SM: It's the ability that you don't have to tell people that you need to improve. Now that's one big difference to the rest of the world. It's the sport side that brings that. You don't have to walk into the office on a Monday morning at Williams or Red Bull or Ferrari or Mercedes and say ‘everyone, we need to make the car better.’ Everyone knows you have to do that. If you don't know that, you're not in Formula 1. Whereas for the majority of people that don't live their lives like that, you have to spend a lot of time training people and educating them on what the benefits of improvement are. I miss my friendships there as well but the people who I'm friends with in Formula 1, I'm still friends with them. We send each other messages and have a bit of a laugh.
TC: Do you miss the adrenaline of race day?
SM: I do. I think it's very hard to replace that unless you went into some competitive sport again, which I wouldn't do now.
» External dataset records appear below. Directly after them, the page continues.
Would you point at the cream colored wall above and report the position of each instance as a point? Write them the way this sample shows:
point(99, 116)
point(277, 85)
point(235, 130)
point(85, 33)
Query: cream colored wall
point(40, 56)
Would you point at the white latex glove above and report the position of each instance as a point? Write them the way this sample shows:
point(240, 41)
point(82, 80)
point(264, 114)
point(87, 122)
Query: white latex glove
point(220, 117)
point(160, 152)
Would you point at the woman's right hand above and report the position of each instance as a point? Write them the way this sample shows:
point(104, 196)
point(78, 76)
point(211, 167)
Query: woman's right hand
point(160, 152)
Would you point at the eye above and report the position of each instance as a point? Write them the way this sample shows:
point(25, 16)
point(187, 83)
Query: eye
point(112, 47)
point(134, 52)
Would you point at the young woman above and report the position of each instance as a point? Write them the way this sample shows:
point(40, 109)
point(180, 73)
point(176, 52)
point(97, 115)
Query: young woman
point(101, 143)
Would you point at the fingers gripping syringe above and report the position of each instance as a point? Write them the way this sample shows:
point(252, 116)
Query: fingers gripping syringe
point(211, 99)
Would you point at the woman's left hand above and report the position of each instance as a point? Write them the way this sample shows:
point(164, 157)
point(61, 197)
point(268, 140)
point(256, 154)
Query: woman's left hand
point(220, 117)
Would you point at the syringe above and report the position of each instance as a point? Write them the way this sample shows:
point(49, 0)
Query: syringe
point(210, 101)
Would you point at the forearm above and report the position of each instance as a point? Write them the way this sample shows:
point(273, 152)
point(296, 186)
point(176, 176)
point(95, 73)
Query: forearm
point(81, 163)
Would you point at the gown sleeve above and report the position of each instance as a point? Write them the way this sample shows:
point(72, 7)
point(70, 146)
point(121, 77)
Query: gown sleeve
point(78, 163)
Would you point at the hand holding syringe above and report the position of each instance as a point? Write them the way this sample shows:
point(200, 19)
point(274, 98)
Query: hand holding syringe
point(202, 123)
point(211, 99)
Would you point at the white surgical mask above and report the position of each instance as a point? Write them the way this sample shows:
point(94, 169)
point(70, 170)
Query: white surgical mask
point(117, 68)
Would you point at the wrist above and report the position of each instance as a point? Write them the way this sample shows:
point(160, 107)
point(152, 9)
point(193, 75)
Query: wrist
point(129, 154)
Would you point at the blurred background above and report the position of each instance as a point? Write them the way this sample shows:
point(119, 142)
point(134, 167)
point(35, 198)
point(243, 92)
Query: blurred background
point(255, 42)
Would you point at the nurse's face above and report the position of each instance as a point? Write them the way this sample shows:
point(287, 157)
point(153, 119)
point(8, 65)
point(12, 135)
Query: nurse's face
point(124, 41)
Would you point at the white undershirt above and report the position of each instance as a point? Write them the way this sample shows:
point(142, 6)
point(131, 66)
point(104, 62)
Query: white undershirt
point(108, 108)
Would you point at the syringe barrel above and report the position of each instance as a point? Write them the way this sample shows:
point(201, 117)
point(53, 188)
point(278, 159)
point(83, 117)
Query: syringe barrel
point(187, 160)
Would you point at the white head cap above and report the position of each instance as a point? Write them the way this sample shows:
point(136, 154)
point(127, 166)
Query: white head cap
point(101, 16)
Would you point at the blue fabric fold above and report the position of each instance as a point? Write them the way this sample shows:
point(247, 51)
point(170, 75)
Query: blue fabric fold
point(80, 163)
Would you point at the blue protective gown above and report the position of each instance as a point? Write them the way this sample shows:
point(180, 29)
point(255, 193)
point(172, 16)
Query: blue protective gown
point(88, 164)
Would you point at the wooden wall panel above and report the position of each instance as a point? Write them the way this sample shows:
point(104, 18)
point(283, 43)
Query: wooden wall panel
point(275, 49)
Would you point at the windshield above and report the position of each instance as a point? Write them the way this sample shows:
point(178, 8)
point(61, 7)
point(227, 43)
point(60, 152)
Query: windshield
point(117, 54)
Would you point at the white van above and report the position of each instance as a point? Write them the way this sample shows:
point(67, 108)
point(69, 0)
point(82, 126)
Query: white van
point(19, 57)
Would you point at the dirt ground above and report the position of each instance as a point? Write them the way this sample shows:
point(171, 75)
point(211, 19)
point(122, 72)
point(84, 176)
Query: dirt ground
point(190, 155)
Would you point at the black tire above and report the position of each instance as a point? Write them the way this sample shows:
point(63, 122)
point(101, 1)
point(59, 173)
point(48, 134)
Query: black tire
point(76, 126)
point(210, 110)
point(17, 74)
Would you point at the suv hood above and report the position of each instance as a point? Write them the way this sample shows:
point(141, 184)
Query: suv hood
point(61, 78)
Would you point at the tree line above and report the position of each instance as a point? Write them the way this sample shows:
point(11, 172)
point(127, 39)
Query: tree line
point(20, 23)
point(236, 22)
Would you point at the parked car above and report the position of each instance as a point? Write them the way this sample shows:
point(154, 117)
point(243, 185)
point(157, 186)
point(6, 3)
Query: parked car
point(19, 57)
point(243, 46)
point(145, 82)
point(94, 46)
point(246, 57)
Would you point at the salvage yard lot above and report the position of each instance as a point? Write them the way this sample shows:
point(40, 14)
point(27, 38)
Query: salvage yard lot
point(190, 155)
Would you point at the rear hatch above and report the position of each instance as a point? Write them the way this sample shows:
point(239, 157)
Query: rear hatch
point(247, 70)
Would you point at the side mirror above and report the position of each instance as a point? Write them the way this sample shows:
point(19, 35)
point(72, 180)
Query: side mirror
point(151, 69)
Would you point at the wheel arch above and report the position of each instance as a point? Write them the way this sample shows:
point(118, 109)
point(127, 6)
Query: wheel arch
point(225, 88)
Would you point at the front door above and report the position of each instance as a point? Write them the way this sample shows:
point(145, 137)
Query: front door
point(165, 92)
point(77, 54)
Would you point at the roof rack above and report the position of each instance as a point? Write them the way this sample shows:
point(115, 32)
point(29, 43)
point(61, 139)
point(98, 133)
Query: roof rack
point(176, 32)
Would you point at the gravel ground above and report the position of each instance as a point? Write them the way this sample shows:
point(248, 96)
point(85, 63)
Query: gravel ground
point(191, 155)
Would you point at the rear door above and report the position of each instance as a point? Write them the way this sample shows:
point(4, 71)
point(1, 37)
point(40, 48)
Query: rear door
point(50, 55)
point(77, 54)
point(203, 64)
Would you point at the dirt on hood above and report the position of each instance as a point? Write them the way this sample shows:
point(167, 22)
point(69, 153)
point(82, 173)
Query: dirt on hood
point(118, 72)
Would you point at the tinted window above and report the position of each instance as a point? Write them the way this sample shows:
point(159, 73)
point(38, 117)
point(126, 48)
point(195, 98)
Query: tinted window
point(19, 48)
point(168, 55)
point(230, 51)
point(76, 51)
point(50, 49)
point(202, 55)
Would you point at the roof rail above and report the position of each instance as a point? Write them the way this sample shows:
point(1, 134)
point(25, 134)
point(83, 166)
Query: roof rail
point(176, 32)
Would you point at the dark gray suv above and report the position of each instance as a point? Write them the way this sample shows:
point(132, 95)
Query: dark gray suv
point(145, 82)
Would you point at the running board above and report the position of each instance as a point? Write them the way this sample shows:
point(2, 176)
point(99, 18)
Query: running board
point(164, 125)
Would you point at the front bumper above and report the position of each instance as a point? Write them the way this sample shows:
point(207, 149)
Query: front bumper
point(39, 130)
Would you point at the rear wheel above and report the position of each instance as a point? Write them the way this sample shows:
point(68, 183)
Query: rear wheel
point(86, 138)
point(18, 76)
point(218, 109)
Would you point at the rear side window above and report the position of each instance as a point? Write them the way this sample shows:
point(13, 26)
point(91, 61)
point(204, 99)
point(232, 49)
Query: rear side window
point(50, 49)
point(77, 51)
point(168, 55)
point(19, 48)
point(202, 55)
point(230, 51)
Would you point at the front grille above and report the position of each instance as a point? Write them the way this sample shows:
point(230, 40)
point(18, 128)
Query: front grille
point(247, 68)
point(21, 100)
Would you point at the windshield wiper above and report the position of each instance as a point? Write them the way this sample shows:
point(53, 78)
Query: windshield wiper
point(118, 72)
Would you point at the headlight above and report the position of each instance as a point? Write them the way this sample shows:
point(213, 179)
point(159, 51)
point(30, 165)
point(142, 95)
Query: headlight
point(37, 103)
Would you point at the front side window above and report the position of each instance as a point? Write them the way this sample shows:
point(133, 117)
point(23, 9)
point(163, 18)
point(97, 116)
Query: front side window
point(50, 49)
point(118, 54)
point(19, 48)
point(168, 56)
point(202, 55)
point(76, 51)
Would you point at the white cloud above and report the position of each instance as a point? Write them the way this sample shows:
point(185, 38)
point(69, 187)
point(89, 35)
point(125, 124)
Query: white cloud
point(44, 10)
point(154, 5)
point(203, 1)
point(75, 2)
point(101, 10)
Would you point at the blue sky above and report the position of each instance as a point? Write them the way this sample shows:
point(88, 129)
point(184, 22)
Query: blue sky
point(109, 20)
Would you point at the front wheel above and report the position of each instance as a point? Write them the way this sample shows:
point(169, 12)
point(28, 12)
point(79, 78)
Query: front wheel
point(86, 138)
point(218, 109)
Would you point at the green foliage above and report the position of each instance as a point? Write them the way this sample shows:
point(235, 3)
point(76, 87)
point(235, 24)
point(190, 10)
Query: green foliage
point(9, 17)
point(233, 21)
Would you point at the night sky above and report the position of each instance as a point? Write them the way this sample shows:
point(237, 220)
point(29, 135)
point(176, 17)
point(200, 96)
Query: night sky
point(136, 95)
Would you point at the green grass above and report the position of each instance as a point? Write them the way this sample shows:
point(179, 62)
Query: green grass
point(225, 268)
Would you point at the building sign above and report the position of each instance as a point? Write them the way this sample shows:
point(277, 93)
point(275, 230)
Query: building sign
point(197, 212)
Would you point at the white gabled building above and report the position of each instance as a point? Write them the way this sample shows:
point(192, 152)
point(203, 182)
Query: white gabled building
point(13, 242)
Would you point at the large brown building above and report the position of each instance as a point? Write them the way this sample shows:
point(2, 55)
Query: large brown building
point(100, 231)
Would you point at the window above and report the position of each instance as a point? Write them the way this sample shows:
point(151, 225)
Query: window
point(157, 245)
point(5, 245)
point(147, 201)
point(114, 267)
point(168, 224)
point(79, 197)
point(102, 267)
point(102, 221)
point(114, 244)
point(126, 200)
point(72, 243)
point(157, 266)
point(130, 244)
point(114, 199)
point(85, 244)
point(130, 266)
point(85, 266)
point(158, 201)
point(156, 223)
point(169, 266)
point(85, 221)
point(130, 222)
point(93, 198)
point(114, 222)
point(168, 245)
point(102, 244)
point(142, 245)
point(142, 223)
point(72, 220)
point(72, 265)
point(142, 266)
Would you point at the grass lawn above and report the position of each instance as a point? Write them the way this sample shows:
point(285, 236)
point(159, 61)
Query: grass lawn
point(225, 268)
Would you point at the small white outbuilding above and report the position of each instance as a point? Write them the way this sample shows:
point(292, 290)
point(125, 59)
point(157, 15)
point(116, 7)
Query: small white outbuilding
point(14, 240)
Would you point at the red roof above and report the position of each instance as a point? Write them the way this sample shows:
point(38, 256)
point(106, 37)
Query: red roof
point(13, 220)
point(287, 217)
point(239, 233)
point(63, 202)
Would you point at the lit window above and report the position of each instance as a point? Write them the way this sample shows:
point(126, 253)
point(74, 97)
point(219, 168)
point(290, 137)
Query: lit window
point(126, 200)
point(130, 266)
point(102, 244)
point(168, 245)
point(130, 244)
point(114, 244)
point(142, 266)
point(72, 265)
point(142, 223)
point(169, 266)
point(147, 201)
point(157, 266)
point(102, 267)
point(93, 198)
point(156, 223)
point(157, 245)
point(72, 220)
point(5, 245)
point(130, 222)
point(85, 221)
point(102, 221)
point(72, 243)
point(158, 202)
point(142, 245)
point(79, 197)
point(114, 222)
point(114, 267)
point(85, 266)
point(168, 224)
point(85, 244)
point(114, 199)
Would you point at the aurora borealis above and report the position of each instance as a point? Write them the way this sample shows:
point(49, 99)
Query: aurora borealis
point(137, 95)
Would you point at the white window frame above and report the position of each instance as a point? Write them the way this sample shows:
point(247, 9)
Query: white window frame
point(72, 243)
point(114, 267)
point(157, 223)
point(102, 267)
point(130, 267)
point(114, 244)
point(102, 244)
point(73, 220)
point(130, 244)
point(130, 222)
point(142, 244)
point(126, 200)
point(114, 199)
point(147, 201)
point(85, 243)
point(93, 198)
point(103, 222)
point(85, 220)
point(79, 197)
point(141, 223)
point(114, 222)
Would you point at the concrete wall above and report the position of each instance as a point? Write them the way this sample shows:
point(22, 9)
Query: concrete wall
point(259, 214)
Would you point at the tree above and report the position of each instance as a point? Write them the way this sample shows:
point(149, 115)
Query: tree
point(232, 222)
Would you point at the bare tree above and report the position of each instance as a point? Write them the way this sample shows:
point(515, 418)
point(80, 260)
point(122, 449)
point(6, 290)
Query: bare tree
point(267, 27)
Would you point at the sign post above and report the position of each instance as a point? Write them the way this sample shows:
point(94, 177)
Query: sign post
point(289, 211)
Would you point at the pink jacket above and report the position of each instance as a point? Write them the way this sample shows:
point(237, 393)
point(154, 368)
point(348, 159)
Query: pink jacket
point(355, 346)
I remember standing on the grid at Melbourne for my first Grand Prix as a race engineer, which was in 1998. I remember Eddie Jordan walking up to me and saying ‘good luck with your first race as an engineer. How are you feeling?’ I said ‘I’m fine’. He said ‘no you’re not, you’re s***ing yourself.’ He was right. I have some fantastic memories of all those things. But F1 is a young person's game. If I look at F1 now, there’s a lot of new faces that I don't recognize. That’s good because it's about continuous change and improvement and trying to get better energy for that.
TC: So what do you make of the longevity of someone like Adrian Newey who's been around since 1980?
SM: Well, it's incredible. Hats off to him. He’s done it. Patrick did it. He spent his whole life in Formula 1. Frank, Ron, Bernie, all these people spend their whole life in F1 and it's impressive that they can do it. Even Christian Horner, he’s the same age as me, but he's been there almost 20 years or something. If they're still winning and they enjoy it and they're getting the most out of that every time, I can see how that's always a fix. That's never going to go away. You're always going to enjoy yourself from that. That's what drives the competitiveness. It takes a special breed to work in Formula 1. You have to give everything. You’ve got to be selfish. I remember once in Oxford. Vanessa was very good at letting me just do Formula 1. But I had to go to work on a Sunday, which was very normal as it’s a seven-day job. But for some reason she got angry with me that day and said ‘oh, this is ridiculous. The problem with you people in F1 is you're all just f***-ups. You just don't know when to stop. You don't know how to prioritize.’ I went to work and that morning I told Frank. Frank called Vanessa, which I didn't know about. I'd left the office and he called up. He said ‘Vanessa, Sam has just told me that you called me a f***-up.’ And Vanessa immediately started backpedalling, probably thinking I can't believe that he's told Frank that. And he said ‘Vanessa, that is the best compliment you can give me. I love being a f***-up because the worst thing you could say to me is that I'm normal and I do everything like everyone else.’ So he actually took it as a compliment. That's the sense of humour that Frank had.
TC: I know you're running a successful business now with nearly 30 people employed, but does it all seem quite tame by comparison?
SM: Actually, funny enough, no. We're dealing with lots of big companies so there's a lot of excitement when the team cracks a new solution on a piece of code. I get a lot of enthusiasm out of that. Do you know what really drives me now? I've got a young team. The youngest person in my team is like 20 years old, but the median age is probably 27, 28. Just seeing them develop and progress is really good. We've got a very diverse team, fantastic culture, and tons of energy. What gives me the most pleasure now is just seeing them be successful. They really have disrupted the whole maintenance and reliability sector in mining and rail. We're running like a Formula 1 team so it gives me heaps of energy every day.
TC: Well, Sam, best of luck with everything that's coming up. Thank you so much for your time. It's been brilliant to speak to you.
SM: Thanks very much, Tom. Much appreciated.